Il principio, con una sentenza che rischia di essere un importante precedente e che farà discutere, è al centro di un’ordinanza del Tribunale civile di Roma con cui il 27 agosto 2020 si dà ragione ad un ristoratore. Quest’ultimo, con un ricorso cautelare ex art. 700 c.p.c., aveva chiesto sia di ridurre il canone di locazione per i mesi del lockdown sia, soprattutto, che il suo proprietario non facesse scattare la fideiussione versata proprio come forma di garanzia in caso di morosità. Potrebbe trattarsi di un precedente giuridico importante, ma l’ordinanza, per quanto esecutiva, è un atto cautelare, che non risolve la questione, probabile oggetto di ulteriore dibattimento.
Nel caso di specie è stato violato da parte del locatore il canone di buona fede in senso oggettivo, poiché sono state poste delle condizioni sospensive relative all’escussione della fideiussione a garanzia dell’adempimento, che avrebbero solo aggravato la precaria situazione del ristoratore, portandolo sicuramente alla definitiva cessazione dell’attività.
È per questo motivo che l’ordinanza del Tribunale di Roma ha riconosciuto la riduzione quasi della metà del canone di locazione per i mesi riguardanti il lockdown generalizzato ed inoltre una riduzione degli stessi nella misura del 20% fino a marzo 2021, nonché la ovvia sospensione della garanzia fideiussoria.
In ogni caso il giudice si è ben guardato dal sentenziare che uno sconto dell’affitto sia automatico dopo lo scoppio del Covid; può invece essere ottenuto quando l’operatore, proprio a seguito della crisi dei consumi generata dalla pandemia, non possa sfruttare appieno i locali affittati proprio per offrire i servizi alla clientela ovvero quando ci siano delle condizioni esterne che impediscano il regolare svolgimento delle attività lavorative, quali le limitazioni cui le attività commerciali sono state sottoposte a seguito dell’emanazione dei vari DPCM.
Lo shock economico senza precedenti generatosi a causa dell'emergenza epidemiologica Covid-19, che ha di fatto impedito ad una molteplicità indefinita di commercianti di liberarsi dalle obbligazioni contrattuali prime fra tutte l’affitto, strumentali alla loro attività, ha trovato una mitigazione nella normativa emergenziale ispirata, per quanto possibile, al difficile riequilibrio di posizioni opposte.
Segue questa linea anche il Tribunale di Palermo ed infatti con l’ordinanza del 25 settembre 2020, ha ritenuto non possa decretarsi sussistente l’inadempimento grave del conduttore, per via della grave situazione di emergenza sanitaria, che ha portato all’adozione dei provvedimenti governativi di chiusura degli esercizi commerciali per diversi mesi.

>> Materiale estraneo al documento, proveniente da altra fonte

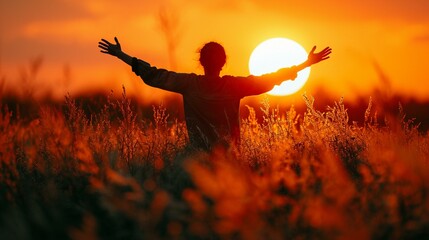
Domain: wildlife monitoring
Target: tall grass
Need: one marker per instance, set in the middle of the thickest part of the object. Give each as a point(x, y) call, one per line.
point(114, 174)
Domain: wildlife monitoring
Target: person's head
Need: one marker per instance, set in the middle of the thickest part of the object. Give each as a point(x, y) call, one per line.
point(212, 57)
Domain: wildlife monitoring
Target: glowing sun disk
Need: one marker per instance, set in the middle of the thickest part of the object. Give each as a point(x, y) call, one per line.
point(275, 53)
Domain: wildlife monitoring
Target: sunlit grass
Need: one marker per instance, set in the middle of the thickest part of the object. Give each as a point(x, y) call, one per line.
point(114, 174)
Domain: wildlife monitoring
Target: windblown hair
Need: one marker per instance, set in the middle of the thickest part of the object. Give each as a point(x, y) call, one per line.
point(212, 56)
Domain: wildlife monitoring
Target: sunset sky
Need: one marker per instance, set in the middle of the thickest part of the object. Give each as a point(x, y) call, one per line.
point(369, 39)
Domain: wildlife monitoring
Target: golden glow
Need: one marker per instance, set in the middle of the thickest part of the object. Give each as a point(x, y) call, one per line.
point(276, 53)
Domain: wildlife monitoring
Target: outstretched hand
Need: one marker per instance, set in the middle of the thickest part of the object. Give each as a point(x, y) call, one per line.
point(318, 57)
point(110, 48)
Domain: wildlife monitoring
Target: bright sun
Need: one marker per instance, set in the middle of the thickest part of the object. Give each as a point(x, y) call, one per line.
point(276, 53)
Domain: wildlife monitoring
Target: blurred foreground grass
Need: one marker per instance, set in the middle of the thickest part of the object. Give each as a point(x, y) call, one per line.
point(116, 175)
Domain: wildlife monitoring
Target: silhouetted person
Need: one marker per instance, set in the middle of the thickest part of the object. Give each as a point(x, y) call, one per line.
point(211, 102)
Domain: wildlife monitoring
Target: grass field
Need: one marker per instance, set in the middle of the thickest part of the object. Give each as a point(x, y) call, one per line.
point(114, 174)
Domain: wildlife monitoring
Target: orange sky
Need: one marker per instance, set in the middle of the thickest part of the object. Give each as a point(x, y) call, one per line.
point(368, 37)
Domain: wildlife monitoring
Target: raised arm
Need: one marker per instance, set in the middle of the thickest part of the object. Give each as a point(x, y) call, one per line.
point(314, 58)
point(266, 82)
point(114, 50)
point(152, 76)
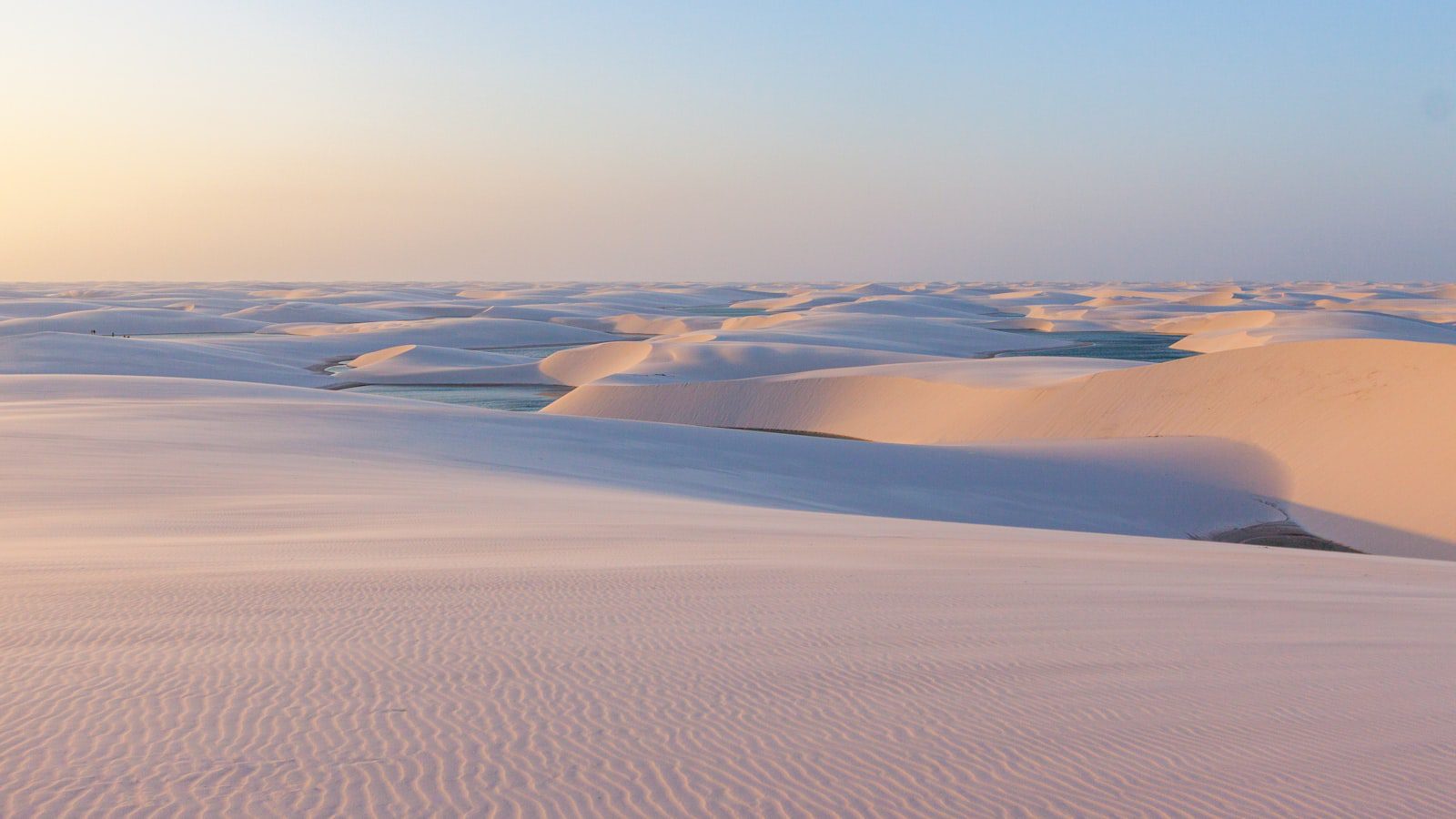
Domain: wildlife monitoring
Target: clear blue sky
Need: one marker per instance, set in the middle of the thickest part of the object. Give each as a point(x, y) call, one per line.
point(746, 140)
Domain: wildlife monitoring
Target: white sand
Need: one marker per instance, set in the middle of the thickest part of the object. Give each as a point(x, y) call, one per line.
point(223, 598)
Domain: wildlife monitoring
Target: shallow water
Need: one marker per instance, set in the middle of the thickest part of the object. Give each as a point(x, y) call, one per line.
point(514, 398)
point(171, 336)
point(1108, 344)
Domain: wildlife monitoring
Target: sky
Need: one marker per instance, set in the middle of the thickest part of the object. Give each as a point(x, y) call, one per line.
point(664, 142)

Difatti, il Tribunale di Palermo, sulla richiesta di pronunciare la risoluzione contrattuale per morosità in relazione ad un esercizio commerciale ne ha negato la convalida, rigettando l’istanza proposta dal locatore che aveva dedotto inadempimenti sorti durante il periodo di chiusura forzata.

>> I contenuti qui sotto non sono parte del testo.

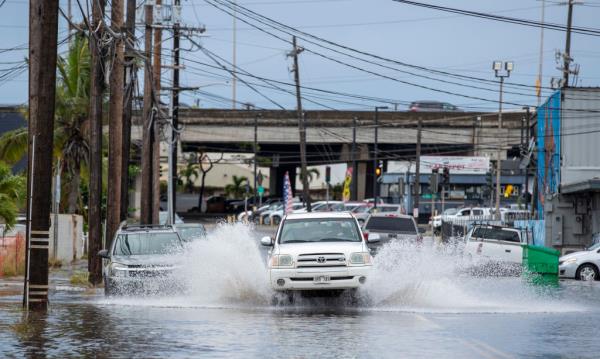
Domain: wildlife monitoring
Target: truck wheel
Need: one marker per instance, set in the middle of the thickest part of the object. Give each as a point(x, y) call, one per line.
point(587, 272)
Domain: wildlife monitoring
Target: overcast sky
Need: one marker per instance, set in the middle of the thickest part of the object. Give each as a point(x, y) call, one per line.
point(409, 34)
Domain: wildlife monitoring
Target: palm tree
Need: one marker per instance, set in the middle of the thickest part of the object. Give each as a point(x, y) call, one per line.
point(190, 173)
point(12, 194)
point(70, 124)
point(237, 188)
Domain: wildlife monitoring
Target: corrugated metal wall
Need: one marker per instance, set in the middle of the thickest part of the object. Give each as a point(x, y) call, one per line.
point(580, 139)
point(548, 148)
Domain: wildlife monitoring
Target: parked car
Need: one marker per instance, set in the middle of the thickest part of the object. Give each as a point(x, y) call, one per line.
point(495, 246)
point(189, 232)
point(581, 265)
point(432, 106)
point(276, 216)
point(141, 259)
point(362, 215)
point(381, 228)
point(318, 251)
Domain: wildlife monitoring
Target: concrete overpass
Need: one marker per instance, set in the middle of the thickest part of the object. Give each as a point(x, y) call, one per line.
point(329, 136)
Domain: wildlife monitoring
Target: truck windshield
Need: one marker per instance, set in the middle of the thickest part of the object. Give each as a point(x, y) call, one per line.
point(495, 233)
point(132, 244)
point(391, 224)
point(319, 230)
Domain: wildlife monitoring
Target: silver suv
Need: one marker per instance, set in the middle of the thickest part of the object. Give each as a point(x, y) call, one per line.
point(141, 259)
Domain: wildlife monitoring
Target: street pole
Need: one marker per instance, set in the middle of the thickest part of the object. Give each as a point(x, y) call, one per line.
point(175, 114)
point(499, 160)
point(147, 127)
point(301, 126)
point(43, 36)
point(354, 194)
point(567, 55)
point(95, 153)
point(417, 185)
point(130, 70)
point(156, 143)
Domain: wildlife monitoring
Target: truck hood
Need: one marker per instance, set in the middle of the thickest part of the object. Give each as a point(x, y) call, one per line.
point(296, 249)
point(146, 260)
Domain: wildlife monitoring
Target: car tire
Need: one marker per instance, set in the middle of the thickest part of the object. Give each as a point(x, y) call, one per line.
point(587, 272)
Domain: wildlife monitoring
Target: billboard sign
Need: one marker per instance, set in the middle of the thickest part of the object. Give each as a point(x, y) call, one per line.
point(456, 164)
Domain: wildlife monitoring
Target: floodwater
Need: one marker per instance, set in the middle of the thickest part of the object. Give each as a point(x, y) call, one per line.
point(418, 304)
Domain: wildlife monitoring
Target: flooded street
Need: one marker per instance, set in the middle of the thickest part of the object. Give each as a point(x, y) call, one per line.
point(419, 304)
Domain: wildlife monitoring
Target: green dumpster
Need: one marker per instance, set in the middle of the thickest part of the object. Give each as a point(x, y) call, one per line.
point(540, 264)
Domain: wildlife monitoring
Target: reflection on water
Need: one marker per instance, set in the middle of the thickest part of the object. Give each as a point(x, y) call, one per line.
point(418, 304)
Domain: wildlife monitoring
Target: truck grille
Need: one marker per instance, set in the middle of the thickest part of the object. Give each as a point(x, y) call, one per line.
point(320, 260)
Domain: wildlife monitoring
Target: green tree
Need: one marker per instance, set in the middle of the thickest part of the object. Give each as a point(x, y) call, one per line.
point(237, 188)
point(12, 194)
point(71, 123)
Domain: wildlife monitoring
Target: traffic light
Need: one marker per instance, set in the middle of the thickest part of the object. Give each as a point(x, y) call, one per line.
point(446, 176)
point(433, 181)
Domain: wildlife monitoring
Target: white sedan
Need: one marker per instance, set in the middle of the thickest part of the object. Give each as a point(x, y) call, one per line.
point(581, 265)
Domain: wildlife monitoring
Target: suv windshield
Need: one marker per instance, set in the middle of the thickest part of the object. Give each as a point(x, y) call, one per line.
point(391, 224)
point(495, 233)
point(132, 244)
point(319, 230)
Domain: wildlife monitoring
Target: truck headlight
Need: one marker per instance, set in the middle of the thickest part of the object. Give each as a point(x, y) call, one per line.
point(282, 260)
point(118, 270)
point(360, 258)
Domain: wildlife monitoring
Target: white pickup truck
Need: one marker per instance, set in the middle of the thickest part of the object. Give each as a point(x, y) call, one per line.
point(318, 251)
point(496, 245)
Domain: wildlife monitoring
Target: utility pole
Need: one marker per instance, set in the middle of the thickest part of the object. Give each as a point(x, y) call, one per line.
point(43, 33)
point(115, 127)
point(174, 116)
point(130, 75)
point(95, 153)
point(417, 184)
point(147, 123)
point(156, 143)
point(376, 155)
point(567, 55)
point(301, 126)
point(354, 193)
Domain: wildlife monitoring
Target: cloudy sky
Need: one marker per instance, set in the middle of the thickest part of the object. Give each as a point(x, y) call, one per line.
point(412, 35)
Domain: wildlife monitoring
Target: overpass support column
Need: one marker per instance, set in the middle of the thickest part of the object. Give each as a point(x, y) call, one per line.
point(276, 180)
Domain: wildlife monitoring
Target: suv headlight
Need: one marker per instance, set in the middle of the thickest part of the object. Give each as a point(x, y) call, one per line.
point(118, 270)
point(360, 258)
point(281, 260)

Qualora il sinallagma contrattuale sia stravolto dalla pandemia e la parte avvantaggiata disattenda gli obblighi di protezione nei confronti dell’altra, limitare la tutela di quest’ultima alla risoluzione e al risarcimento del danno significherebbe la demolizione del rapporto contrattuale, contro il volere della clausola di buona fede, che invece la rinegoziazione è volta a scongiurare.

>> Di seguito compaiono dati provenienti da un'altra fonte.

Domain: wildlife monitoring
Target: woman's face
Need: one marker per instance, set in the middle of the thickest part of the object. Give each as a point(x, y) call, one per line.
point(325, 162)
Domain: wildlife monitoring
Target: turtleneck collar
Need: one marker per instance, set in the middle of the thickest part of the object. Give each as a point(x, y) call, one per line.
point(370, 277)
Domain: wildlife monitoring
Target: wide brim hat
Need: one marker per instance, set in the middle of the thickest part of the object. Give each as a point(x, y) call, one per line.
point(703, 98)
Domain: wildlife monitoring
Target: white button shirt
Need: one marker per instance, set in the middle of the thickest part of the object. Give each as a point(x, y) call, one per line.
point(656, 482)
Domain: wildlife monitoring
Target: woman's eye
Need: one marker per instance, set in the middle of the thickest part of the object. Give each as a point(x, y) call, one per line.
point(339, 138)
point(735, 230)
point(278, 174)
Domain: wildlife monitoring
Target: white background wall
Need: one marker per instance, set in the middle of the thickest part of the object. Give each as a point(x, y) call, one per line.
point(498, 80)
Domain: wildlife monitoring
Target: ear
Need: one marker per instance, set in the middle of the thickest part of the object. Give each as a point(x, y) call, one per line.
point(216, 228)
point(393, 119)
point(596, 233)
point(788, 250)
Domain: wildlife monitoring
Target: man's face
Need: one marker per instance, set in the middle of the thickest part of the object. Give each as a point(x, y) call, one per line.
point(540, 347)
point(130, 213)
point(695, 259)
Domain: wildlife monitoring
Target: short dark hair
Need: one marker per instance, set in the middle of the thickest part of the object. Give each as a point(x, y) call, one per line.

La situazione risulta particolarmente delicata poiché il combinato disposto di norme non sempre determinate (che pertanto lasciano maggiori spazi all’interprete) e di assenza di un consolidato orientamento giurisprudenziale potrà essere causa di disorientamento nei soggetti e negli operatori economici circa i comportamenti da tenere nonché di un aumento del contenzioso.